The pleasure is all in the bodies. That brown bottle has the long, tapering waist of a figure caught in profile, casting a shadow that lengthens toward the box like a glance across a room. The white one answers it, ghost to its shade, its surface scabbed and weeping with old gesso — a thing handled, primed, made strange by the painter who once owned it. Between them the cardboard cube squats, dumb and tactile, all corrugated tan against the bottles' verticals. Color stays low and earthen — bruise, oatmeal, cream — and that restraint is exactly the heat of it.

Then the wall, which is the real revelation.
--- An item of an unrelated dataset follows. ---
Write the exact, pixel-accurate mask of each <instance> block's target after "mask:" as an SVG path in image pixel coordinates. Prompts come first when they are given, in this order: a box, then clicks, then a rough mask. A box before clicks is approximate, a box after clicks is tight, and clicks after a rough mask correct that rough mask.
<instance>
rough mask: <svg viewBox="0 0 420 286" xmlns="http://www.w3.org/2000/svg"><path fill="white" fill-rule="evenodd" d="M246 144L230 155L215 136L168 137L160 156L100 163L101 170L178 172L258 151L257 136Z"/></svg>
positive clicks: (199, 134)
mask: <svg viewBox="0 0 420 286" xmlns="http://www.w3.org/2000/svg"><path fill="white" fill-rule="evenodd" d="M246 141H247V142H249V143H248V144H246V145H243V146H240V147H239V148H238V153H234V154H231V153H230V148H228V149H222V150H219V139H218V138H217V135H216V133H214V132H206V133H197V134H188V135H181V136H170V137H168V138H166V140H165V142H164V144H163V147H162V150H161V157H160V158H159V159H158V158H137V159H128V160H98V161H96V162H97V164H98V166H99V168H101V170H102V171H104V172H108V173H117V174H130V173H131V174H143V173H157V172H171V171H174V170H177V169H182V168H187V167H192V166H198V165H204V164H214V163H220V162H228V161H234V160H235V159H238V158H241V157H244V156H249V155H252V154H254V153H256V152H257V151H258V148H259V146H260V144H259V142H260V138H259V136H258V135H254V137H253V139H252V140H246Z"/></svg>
Meyerowitz photographs Morandi's studio paper itself: a sun-faded gold, watermarked, scribbled with faint pencil arcs at the baseboard where the painter sighted his arrangements again and again. Those loops are his thinking, left in graphite. By isolating each object against that worked ground, Meyerowitz turns reverence into something sly and sensual — letting the things keep their dignity while quietly undressing them, panel by panel, into desire.